Maximum area rectangle by picking four sides from array
Last Updated :
19 Sep, 2023
Given an array of n positive integers that represent lengths. Find out the maximum possible area whose four sides are picked from the given array. Note that a rectangle can only be formed if there are two pairs of equal values in the given array.
Examples:
Input : arr[] = {2, 1, 2, 5, 4, 4}
Output : 8
Explanation : Dimension will be 4 * 2
Input : arr[] = {2, 1, 3, 5, 4, 4}
Output : 0
Explanation : No rectangle possible
Method 1 (Sorting): The task basically reduces to finding two pairs of equal values in the array. If there are more than two pairs, then pick the two pairs with maximum values.
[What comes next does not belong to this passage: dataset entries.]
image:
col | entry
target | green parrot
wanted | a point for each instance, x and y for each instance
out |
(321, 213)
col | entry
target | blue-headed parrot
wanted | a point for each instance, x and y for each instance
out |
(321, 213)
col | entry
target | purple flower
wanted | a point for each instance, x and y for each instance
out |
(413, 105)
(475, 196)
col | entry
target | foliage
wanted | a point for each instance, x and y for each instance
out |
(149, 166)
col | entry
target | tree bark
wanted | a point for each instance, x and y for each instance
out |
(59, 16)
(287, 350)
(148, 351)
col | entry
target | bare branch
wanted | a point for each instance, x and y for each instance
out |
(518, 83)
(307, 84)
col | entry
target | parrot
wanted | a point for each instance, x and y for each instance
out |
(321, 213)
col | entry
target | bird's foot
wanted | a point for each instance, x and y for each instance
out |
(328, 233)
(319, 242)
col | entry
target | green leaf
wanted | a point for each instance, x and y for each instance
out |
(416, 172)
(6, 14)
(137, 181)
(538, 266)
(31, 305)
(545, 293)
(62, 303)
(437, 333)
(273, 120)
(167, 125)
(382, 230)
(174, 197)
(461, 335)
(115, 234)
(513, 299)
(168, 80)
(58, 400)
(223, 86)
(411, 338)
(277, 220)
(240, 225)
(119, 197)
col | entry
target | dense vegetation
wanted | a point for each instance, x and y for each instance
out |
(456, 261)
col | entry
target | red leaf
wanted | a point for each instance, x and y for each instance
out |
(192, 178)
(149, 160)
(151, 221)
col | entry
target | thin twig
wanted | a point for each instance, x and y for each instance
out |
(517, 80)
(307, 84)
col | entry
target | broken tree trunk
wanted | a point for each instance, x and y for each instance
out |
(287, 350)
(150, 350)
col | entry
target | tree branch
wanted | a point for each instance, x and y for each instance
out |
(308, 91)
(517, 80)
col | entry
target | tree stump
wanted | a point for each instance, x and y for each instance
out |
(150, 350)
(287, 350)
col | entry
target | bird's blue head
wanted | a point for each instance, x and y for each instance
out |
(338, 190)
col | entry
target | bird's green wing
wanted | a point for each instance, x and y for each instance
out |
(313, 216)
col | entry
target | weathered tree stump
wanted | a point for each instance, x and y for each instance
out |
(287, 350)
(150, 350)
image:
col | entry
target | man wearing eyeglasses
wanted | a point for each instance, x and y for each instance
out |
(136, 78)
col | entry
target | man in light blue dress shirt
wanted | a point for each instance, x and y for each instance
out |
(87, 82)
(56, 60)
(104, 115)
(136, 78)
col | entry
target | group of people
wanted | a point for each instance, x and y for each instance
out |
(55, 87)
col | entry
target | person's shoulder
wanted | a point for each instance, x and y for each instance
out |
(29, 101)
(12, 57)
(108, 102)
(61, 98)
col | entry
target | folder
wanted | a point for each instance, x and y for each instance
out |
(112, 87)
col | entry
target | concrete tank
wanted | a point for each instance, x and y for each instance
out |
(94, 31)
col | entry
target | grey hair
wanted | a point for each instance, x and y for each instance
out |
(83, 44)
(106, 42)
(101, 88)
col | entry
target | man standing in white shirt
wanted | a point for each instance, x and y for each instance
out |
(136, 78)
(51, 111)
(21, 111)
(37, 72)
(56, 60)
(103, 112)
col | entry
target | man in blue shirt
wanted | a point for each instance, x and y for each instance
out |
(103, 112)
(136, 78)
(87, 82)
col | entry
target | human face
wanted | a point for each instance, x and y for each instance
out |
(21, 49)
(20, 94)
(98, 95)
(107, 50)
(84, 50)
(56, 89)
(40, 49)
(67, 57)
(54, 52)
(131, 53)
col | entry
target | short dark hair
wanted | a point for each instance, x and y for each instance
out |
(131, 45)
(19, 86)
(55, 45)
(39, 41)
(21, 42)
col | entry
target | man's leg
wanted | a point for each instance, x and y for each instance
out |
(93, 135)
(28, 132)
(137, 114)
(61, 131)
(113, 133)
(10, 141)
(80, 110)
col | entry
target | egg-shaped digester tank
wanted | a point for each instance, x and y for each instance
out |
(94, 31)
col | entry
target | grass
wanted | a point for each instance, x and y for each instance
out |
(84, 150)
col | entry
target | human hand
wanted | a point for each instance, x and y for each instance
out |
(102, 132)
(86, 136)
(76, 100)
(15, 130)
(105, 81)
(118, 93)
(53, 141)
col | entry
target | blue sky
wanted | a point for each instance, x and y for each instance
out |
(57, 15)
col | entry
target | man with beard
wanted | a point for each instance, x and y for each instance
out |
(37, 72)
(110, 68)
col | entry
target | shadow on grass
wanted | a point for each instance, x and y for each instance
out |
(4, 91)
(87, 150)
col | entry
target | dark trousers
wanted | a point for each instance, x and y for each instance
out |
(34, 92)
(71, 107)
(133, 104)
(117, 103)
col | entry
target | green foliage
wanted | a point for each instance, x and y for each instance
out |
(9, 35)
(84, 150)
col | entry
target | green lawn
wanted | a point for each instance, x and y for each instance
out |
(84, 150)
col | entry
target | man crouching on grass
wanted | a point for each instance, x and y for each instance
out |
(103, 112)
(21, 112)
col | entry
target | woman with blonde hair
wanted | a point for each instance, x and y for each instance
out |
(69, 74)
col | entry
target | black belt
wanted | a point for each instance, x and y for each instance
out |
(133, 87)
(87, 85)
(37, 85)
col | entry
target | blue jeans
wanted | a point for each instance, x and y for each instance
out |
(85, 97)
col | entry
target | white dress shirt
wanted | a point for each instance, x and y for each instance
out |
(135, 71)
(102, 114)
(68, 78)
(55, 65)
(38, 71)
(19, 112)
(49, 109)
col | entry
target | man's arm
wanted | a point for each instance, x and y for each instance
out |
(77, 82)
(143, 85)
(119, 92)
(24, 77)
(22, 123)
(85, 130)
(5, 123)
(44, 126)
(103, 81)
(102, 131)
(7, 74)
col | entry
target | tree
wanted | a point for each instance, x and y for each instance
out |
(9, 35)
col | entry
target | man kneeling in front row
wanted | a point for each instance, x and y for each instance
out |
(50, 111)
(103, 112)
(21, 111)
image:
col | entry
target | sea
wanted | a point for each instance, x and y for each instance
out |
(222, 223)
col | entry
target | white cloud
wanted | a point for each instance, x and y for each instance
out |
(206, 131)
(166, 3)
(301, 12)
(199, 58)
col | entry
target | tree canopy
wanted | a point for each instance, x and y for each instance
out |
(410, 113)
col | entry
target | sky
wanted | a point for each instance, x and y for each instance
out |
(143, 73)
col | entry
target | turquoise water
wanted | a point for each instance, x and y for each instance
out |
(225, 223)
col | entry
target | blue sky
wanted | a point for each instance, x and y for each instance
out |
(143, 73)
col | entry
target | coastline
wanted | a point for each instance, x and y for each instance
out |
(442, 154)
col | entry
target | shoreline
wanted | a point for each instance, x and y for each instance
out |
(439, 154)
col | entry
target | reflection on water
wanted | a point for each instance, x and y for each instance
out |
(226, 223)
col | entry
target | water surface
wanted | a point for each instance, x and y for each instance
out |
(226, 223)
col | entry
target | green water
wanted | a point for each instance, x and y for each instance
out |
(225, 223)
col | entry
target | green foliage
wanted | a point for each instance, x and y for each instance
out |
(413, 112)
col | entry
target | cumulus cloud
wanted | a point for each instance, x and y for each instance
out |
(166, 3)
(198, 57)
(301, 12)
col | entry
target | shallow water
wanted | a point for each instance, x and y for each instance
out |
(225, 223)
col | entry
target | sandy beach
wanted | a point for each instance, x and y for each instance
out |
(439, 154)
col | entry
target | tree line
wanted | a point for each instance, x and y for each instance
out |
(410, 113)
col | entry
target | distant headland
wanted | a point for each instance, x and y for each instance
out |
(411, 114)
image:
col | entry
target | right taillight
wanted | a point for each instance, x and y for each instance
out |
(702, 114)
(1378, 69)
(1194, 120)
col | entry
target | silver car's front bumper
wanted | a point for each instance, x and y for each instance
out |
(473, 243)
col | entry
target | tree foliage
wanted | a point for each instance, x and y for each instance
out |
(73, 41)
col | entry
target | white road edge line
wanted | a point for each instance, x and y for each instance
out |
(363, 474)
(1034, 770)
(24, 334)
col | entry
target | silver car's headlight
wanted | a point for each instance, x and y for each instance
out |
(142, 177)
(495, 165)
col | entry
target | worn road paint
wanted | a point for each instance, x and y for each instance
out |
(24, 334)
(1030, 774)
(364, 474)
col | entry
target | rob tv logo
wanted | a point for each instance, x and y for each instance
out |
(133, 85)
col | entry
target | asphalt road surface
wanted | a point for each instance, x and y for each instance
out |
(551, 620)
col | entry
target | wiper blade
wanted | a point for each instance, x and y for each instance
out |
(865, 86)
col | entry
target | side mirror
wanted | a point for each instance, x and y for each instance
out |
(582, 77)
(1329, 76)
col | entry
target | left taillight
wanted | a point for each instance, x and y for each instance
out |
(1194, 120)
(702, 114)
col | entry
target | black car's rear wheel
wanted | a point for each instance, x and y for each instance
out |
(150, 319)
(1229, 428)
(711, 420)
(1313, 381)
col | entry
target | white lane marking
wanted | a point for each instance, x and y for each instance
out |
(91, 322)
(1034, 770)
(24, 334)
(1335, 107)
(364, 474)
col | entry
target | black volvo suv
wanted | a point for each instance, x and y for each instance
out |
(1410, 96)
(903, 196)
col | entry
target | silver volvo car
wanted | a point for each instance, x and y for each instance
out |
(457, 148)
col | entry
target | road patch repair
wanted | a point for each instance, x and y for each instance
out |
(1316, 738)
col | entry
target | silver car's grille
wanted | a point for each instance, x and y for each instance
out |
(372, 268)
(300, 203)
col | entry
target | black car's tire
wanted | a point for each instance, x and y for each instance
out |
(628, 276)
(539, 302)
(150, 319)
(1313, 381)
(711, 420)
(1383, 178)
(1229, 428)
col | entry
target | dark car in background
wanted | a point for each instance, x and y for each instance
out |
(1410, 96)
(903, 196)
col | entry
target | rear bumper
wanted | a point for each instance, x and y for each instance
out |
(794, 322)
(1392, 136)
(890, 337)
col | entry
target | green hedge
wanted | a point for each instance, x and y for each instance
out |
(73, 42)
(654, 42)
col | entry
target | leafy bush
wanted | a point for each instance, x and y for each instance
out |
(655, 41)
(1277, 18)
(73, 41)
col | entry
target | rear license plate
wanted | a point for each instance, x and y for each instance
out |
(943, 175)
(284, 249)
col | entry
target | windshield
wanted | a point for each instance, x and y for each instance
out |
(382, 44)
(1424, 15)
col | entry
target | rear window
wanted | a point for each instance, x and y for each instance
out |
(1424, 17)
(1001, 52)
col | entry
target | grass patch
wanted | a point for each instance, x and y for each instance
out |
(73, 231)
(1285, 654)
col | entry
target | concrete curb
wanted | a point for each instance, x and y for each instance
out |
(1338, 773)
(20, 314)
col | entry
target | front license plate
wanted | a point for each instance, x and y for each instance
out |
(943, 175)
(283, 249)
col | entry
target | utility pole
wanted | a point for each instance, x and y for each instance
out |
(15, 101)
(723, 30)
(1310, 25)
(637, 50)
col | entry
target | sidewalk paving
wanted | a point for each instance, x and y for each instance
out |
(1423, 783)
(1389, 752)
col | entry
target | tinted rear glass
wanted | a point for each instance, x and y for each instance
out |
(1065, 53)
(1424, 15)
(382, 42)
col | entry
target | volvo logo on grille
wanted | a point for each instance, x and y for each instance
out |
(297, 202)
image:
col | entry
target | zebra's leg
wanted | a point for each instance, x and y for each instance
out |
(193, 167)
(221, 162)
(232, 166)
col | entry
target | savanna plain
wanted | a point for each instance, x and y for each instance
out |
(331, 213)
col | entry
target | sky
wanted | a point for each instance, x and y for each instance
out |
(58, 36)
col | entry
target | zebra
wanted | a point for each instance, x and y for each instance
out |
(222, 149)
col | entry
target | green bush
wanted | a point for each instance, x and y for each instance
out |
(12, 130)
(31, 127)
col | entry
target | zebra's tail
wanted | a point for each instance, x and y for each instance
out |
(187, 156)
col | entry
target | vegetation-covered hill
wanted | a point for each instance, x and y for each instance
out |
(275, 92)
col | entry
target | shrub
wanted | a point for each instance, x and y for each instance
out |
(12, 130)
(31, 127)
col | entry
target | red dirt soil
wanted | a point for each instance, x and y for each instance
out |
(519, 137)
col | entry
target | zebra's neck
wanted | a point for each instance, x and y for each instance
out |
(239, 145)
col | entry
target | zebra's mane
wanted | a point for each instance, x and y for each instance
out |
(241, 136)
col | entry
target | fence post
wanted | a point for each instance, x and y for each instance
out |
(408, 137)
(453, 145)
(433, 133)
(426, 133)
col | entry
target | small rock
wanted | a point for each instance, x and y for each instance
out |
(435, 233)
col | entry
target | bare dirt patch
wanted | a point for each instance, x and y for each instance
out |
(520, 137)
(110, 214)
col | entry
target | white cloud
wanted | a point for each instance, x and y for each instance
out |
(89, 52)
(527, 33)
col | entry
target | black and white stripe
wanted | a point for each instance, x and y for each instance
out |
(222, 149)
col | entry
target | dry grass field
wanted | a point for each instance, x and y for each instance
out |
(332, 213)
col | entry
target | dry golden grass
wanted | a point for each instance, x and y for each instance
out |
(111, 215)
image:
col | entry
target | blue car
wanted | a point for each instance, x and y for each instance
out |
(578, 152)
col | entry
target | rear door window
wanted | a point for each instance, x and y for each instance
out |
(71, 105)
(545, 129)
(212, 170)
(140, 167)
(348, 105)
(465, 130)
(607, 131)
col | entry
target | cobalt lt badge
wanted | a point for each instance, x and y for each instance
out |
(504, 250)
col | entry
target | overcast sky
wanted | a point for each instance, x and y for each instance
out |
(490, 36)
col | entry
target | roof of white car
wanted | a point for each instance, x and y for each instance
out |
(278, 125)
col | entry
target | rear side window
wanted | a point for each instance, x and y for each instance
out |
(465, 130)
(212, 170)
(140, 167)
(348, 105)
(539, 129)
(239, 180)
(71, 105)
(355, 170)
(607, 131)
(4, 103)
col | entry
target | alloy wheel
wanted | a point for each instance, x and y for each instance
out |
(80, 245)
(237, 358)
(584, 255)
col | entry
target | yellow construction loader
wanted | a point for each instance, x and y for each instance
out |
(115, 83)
A simple solution is to do the following.
- Sort the given array.
- Traverse array from largest to smallest value and return two pairs with maximum values.
Implementation:
C++
#include <bits/stdc++.h>
using namespace std;
int findArea(int arr[], int n)
{
sort(arr, arr + n, greater<int>());
int dimension[2] = { 0, 0 };
for (int i = 0, j = 0; i < n - 1 && j < 2; i++)
if (arr[i] == arr[i + 1])
dimension[j++] = arr[i++];
return (dimension[0] * dimension[1]);
}
int main()
{
int arr[] = { 4, 2, 1, 4, 6, 6, 2, 5 };
int n = sizeof(arr) / sizeof(arr[0]);
cout << findArea(arr, n);
return 0;
}
|
Java
import java.util.Arrays;
import java.util.Collections;
public class GFG
{
static int findArea(Integer arr[], int n)
{
Arrays.sort(arr, Collections.reverseOrder());
int[] dimension = { 0, 0 };
for (int i = 0, j = 0; i < n - 1 && j < 2;
i++)
if (arr[i] == arr[i + 1])
dimension[j++] = arr[i++];
return (dimension[0] * dimension[1]);
}
public static void main(String args[])
{
Integer arr[] = { 4, 2, 1, 4, 6, 6, 2, 5 };
int n = arr.length;
System.out.println(findArea(arr, n));
}
}
|
Python3
def findArea(arr, n):
arr.sort(reverse = True)
dimension = [0, 0]
i = 0
j = 0
while(i < n - 1 and j < 2):
if (arr[i] == arr[i + 1]):
dimension[j] = arr[i]
j += 1
i += 1
i += 1
return (dimension[0] *
dimension[1])
arr = [4, 2, 1, 4, 6, 6, 2, 5]
n = len(arr)
print(findArea(arr, n))
|
C#
using System;
using System.Collections;
class GFG
{
static int findArea(int []arr, int n)
{
Array.Sort(arr);
Array.Reverse(arr);
int[] dimension = { 0, 0 };
for (int i = 0, j = 0;
i < n - 1 && j < 2; i++)
if (arr[i] == arr[i + 1])
dimension[j++] = arr[i++];
return (dimension[0] * dimension[1]);
}
public static void Main(String []args)
{
int []arr = { 4, 2, 1, 4, 6, 6, 2, 5 };
int n = arr.Length;
Console.Write(findArea(arr, n));
}
}
|
PHP
<?php
function findArea($arr, $n)
{
rsort($arr);
$dimension = array( 0, 0 );
for( $i = 0, $j = 0; $i < $n - 1 &&
$j < 2; $i++)
if ($arr[$i] == $arr[$i + 1])
$dimension[$j++] = $arr[$i++];
return ($dimension[0] *
$dimension[1]);
}
$arr = array(4, 2, 1, 4, 6, 6, 2, 5);
$n =count($arr);
echo findArea($arr, $n);
?>
|
Javascript
<script>
function findArea(arr, n)
{
arr.sort((a,b)=>{return b-a;})
var dimension = [0,0];
for (var i = 0, j = 0; i < n - 1 && j < 2; i++)
if (arr[i] == arr[i + 1])
dimension[j++] = arr[i++];
return (dimension[0] * dimension[1]);
}
var arr = [ 4, 2, 1, 4, 6, 6, 2, 5 ];
var n = arr.length;
document.write( findArea(arr, n));
</script>
|
Time Complexity: O(n Log n) as one traversal of array takes O(n) time and sorting the array takes n logn extra time , hence overall time taken by the algorithm is O(n Log n)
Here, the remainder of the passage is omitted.